Bad sectors are areas on the hard drive platters that either cannot be read from reliably (data read from the track the first time does not match the data read from the track at a later time), or cannot be read from at all.

You are not usually aware of this because hard disk drives have automatic error management built-into their firmware code. The bad sector cannot be moved from one spot on the hard drive platter to another, but the error sector can be marked to prevent its use, and the address of a "spare sector" on the drive can be substituted in place of the error sector.

This usually is a spot on the hard drive platter that is not adjacent to the error sector, so the heads have to move to a physically separate location to retrieve the data that is supposed to be in the error sector. Absent fragmentation effects, this is why hard disk drives tend to "slow down" as they age.

Once you start becoming aware of bad sectors, in normal use, the spare sector pool has been exhausted, and the sectors that are being automatically marked as bad cannot be re-mapped. From your point of view, the drive is "suddenly" producing bad sectors when, in actuality, it has been finding and hiding bad sectors the entire time. The difference is that the firmware remapping routines can no longer make the process hidden, and you start "losing" storage space to the new bad sectors cropping-up.
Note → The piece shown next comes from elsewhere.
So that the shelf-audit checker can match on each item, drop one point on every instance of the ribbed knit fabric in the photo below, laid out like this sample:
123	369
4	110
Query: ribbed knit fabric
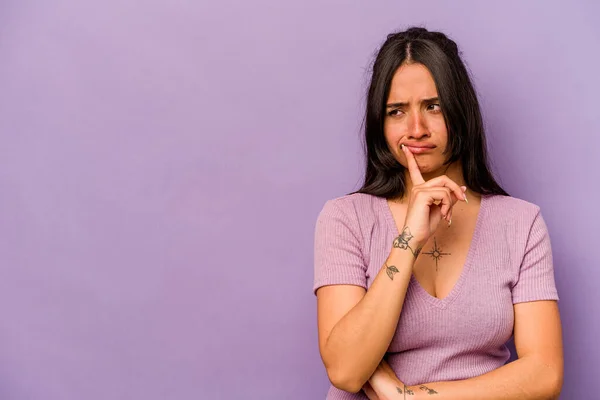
464	334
At that point of awareness, it's usually a very good idea to replace the drive before you lose data, or it becomes unbootable, and you lose the entire OS installation.
 
Some drives (eg Hitachi's) support the Format Unit ATA command. This is a "low level format" operation that moves any grown defects to the primary defect list (as long as the P-list is not full). The grown defect list is then cleared, ie the reallocated sector count is now 0. Of course this operation is data destructive.